Uluslararası Af Örgütü'nün Beyrut bölgesel ofisinin araştırmadan sorumlu direktör vekili olan Lynn Maalouf konuyla ilgili olarak, "IŞİD esaretindeki Ezidi kadın ve kız çocuklarının karşılaştığı bu hayal edilemez korkular, bu örgütün gerçekleştirmeye devam ettiği savaş suçları ve insanlığa karşı suçlara yeni bir ışık tutmuştur. Pek çok kadın ve kız çocuğu defalarca tecavüze uğradı, dövüldü veya işkence gördü ve tecrübe ettikleri bu dehşetin travmasından mustarip olmaya devam etmektedir" yorumunu yaptı.
Maalouf sözlerine şöyle devam etti: "Bu rahatsız edici ifadeler, hayatta kalanların katlanmak zorunda kaldıkları ve şahit oldukları bu ihlallerin uzun süren fiziksel ve psikolojik travması ile başa çıkabilmelerine yardımcı olmak için acilen daha büyük bir uluslararası desteğe ihtiyaç olduğunu vurgulamaktadır."
Şu anda IŞİD esaretinden kurtulanların ihtiyaçlarını belirlemek için kurulmuş birleşik bir sistem yoktur. Bu kişilerin gerekli bakımı aldıklarına emin olmak ve hayatlarını yeniden kurabilmek için talep ettiklerine destek vermek için daha çok şeyin yapılması gerekiyor.

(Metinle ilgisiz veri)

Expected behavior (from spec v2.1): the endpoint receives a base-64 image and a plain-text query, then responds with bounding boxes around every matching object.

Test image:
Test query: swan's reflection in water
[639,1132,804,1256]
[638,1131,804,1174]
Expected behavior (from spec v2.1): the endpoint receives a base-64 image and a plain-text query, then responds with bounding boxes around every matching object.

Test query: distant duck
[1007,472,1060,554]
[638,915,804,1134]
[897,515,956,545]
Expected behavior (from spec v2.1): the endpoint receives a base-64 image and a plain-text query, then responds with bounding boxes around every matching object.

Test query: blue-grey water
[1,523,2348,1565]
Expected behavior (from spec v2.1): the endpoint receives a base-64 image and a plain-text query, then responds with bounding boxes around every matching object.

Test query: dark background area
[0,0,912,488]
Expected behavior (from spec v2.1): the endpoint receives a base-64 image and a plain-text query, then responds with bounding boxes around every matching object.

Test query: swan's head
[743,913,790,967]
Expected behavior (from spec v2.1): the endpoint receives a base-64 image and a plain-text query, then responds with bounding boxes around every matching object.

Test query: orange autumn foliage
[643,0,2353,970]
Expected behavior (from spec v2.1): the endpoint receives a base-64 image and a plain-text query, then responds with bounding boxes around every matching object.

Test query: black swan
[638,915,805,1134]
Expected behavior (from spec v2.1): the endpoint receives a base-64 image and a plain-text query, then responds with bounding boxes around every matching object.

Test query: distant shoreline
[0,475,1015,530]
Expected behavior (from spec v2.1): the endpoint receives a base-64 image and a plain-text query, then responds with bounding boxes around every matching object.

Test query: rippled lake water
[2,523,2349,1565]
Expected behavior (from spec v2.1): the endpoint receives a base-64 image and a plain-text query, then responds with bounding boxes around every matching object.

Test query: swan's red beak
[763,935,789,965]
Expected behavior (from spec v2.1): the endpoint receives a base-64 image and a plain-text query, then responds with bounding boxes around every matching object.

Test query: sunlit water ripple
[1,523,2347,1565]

Ağustos 2014'te Irak'ın kuzeybatısındaki Sincar bölgesine IŞİD savaşçılarının saldırmasından bu yana, Ezidiler sistematik olarak ve kasten hedef alınmış durumda. Binlercesi kaçırıldı, yüzlerce erkek yetişkin ve erkek çocuğu katledildi, bazıları eğer İslam dinine geçmedikleri takdirde öldürülmekle tehdit edildi. Kaçırılmış Ezidi kadınlar ve kız çocukları yakınlarından ayırıldı ve Irak ile Suriye'deki diğer IŞİD savaşçılarına ‘hediye edildi' veya ‘satıldı'. Bu kişiler sıklıkla ve birden çok kez savaşçılar arasında takasa tabi tutuldu, tecavüze uğradı veya fiziksel olarak istismar edildi, yemek ve diğer ihtiyaçlardan mahrum bırakıldı, kendilerini kaçıranlar için temizlik yapmaya, yemek pişirmeye veya diğer angaryaları yapmaya zorlandı.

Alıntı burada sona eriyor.